Chapter Forty-Two The bedroom is dark when I hear someone creeping in. For a moment, I feel confused and disoriented.
I remember having lunch with Jasmine in the kitchen, then we watched a Boxing Day film with her until my parents came home from the shops. Then I told them I had another headache and came up to bed. Mum tried to offer me some medication, but all I would take upstairs with me was a cup of soothing camomile tea.
Obviously it worked, as I must have fallen asleep quite quickly.
But how late is it?
I listen to Dominic fumbling about, trying to undress in the dark without waking me. His trainers, thumping quietly one after the other, under the bed. The slither of his scrubs hitting the wash basket.
‘What’s the time?’ I whisper.
‘I thought you were asleep.’ A slight pause. ‘A bit after nine. Your mum said you weren’t feeling well or I would have come up earlier.’
‘What’s everyone doing?’
‘They’re in the kitchen, playing Scrabble.’
I push up on one elbow, watching his shadowy form in the dark. ‘Oh, I love Scrabble.
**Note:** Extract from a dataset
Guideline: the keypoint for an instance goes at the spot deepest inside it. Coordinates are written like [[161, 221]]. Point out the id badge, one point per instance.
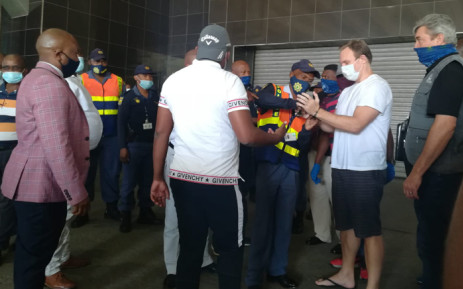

You should have come and told me.’
‘What?’ He switches on the bedside lamp, looking down at me with an ironic smile. He’s wearing nothing but his underpants, and I study his body thoughtfully. ‘Are you being funny? You hate Scrabble.’
‘Do I?’
He sits on the edge of the bed, and touches the back of his hand to my forehead. ‘No fever. So I’m guessing this is just your sense of humour resurfacing.’ His mouth twists wryly. ‘You haven’t missed much, anyway. Robert’s dominating the field as usual.’
‘I can beat him any day.’
‘Now I know you’re kidding.’
I reach for him hungrily. ‘Come to bed,’ I whisper, stroking his bare chest, then I throw back the duvet to show that I’m naked, too. ‘Join me.’
He looks startled. ‘Right now?’
‘Why not?’
‘Well . . .’ He hesitates, glancing back at the fresh clothes he’s gathered together. ‘I was going to shower and then head back downstairs. To fix myself a light supper.’